Съёмка же свидетельствовала о том, что арти Грейси, вернувшись домой накануне вечером и наскоро поужинав, по обыкновению проследовал в кабинет, где, усевшись в кресле и вынув из стола синюю папку с золотой каймой, стал медленно пролистывать её, дирижируя в воздухе. Между второй и третьей страницами он на мгновение замер, расстегнул ворот рубашки, схватился за сердце, попытался подняться и рухнул в хрустнувшую кожу кресла, прижимая папку к груди, как единственное, безнадёжно больное дитя.
Спустя всего несколько минут неизвестный похитил её из остывающих рук великого арти.
Кадры с прочих камер ничуть не обогатили следствие: похититель как проник в дом, так и покинул его – через парадный вход.
Тело арти Грейси обнаружила утром мать Бена. Не застав супруга в постели, но зная его обыкновение засыпать в ночном кабинете за работой, она вошла к нему – вместе с рассветом и свежим кофейным ароматом. Через мгновение похожий на ворвавшийся в явь кошмар крик матери разбудил Бена.
Видеозаписи, немедленно изъятые тем же утром, и принёс вернуть Бену следователь. Когда дверь за ним, тихим и тактичным, точно так же затворилась, Грейси-младший, раздымив сигару, заскользил глазами по кабинету, тотчас наполнившемуся слоистыми, вобравшими полуденный свет облаками.
Столетний белый рояль, не имевший собратьев не только в Атели́се, но и за его границами, терпеливо молчал в ожидании новых созвучий.
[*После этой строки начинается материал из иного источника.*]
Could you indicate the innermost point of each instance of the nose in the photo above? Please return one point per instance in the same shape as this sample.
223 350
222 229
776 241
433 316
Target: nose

К стене напротив огромного окна пробивались сквозь сигарный дым десятки солнечных зайчиков, пускаемых стеклом рамок, за которыми сияло признание. Кубки и статуэтки с другой стены сверкали величием первой гордости Ателиса – Говарда Грейси.
Меряя взглядом это великолепие, Бен в тысячный раз отдался грёзам. Что стало бы с ним, родись он сам великим арти! Как утопал бы он в лавах оваций, ловя на себе сахарные взгляды женщин, принимая поклоны высокочинных мужчин, теряющих несломляемое достоинство перед ним – Беном Грейси, властителем музыки и кукловодом человеческих душ!
Но нет, не откроются перед ним, сыном глубочайшего мастера, эти двери. Сыну того, чей высокий лоб украшала метка арти – шрам на месте родимого пятна, отметины пришедшего в мир нового гения, сыну несравненного Говарда Грейси, основателя «Пятёрки Ателиса», не познать всего этого – никогда.
Пепел упал с сигары на лакированную поверхность стола, и в тот же момент в кабинет вошла мать.
– Бен, милый, обедать.
Он перевёл выключенный взгляд на её розовое, с припухлостями, лицо.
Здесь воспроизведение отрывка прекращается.